十人十家(Cafe&Bar)として営業されています。

19.旧伊庭家住宅
安土町にあるヴォーリズ建築。大正2年(1913年)建築の木造住宅。発注者は別子銅山煙害問題を解決し住友家第二代総理時にもなった『伊庭貞剛』。居住者は4男で、八幡商業高校の美術教師、安土村村長、沙沙貴神社宮司などを勤めた『伊庭慎吉』。

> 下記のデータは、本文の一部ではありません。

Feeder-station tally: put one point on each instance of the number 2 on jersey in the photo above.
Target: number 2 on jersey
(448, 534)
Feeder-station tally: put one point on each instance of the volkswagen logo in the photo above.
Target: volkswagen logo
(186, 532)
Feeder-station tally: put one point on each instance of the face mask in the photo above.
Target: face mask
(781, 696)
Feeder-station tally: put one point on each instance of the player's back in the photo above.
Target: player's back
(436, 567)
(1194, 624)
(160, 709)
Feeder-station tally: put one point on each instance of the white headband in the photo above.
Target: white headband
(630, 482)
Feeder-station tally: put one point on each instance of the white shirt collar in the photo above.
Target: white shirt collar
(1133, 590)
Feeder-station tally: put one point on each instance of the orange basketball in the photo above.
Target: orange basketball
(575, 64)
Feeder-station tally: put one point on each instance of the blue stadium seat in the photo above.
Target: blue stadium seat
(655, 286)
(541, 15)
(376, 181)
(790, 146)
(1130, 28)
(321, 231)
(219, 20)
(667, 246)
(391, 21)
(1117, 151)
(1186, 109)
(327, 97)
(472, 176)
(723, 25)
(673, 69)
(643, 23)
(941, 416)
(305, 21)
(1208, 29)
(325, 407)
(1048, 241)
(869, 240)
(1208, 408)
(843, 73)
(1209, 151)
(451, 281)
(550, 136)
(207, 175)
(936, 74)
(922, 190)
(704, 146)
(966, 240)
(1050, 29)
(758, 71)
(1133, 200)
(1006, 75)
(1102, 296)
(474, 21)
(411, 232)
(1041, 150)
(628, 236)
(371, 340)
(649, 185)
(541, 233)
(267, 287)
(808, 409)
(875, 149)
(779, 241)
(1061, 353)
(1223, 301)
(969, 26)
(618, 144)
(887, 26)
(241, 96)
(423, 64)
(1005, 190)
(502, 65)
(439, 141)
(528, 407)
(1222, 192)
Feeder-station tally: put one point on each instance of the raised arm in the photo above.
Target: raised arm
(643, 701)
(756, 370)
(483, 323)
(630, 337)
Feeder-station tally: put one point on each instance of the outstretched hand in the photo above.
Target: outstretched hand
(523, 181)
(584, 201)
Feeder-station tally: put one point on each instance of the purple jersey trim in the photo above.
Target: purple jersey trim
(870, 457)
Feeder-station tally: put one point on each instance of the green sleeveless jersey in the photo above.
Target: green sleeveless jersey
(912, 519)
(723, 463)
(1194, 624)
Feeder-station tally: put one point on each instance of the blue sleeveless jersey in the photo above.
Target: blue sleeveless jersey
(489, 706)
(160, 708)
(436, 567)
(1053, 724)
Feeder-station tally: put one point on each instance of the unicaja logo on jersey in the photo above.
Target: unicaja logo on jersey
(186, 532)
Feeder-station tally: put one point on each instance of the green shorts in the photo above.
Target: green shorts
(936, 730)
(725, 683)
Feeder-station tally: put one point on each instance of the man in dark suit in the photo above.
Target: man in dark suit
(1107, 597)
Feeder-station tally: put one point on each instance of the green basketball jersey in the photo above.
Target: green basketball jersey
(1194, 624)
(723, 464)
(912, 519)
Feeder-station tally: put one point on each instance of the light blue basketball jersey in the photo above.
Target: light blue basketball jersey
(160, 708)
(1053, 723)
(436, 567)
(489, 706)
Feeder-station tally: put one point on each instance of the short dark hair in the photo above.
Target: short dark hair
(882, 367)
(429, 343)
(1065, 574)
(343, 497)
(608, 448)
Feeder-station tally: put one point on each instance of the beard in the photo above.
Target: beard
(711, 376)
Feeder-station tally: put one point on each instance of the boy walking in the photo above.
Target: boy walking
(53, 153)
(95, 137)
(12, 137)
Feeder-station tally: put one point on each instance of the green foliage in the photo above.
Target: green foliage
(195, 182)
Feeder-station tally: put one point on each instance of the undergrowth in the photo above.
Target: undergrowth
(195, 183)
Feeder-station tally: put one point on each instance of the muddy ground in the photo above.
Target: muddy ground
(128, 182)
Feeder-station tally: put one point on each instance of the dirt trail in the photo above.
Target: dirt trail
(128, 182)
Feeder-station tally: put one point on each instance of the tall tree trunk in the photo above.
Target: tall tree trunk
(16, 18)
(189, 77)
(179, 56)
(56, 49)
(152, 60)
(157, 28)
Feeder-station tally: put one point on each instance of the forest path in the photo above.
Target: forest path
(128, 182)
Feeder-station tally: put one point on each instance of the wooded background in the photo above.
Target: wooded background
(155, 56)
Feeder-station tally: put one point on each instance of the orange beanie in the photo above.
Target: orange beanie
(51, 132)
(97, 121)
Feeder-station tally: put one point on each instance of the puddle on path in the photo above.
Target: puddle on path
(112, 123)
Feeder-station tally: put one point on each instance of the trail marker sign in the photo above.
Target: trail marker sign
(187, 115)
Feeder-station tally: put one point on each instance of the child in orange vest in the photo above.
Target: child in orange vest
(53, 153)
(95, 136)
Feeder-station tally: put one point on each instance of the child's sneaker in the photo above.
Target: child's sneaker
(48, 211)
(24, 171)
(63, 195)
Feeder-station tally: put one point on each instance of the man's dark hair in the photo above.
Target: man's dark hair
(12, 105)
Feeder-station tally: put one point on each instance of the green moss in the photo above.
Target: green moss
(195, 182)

この建物を有名にしたのが、京アニ制作の「中二病でも恋がしたい!」でモデルとして使われたことです。外観だけでなく内部もほぼそのまま描かれているようです。他にも、ドラマなどでロケ地として使われています。
- 営業時間:10時~16時
- 料金:無料(できれば運営協力金を)
- 開館日:木曜、金曜、土曜、日曜、祝日と予約のみ開館、1月、2月は、土・日・祝日、予約のみ開館
- 電話番号:0748-46-6324
- 駐車場:無し(沙沙貴神社に駐車可)
ボランティア団体「オレガノ」が運営しており、メンバーによる案内もしていただけます。
20.近江八幡市立 郷土資料館
旧市街の新町通りにある建物です。市営小幡観光駐車場からすぐ近く。元々は近江八幡警察署として使われていた建物でヴォーリズ建築です。
- 料金:一般300円、小中学生150円
- 開館時間:9:00~16:30(入館16:00)
- 休館日:月曜日(月曜が休日の場合、その翌日)、祝日の翌日、年末年始
※5月、6月、10月、11月は無休

「近江八幡おもてなしパスポート」というお得な観光パスポートの対象施設となっています。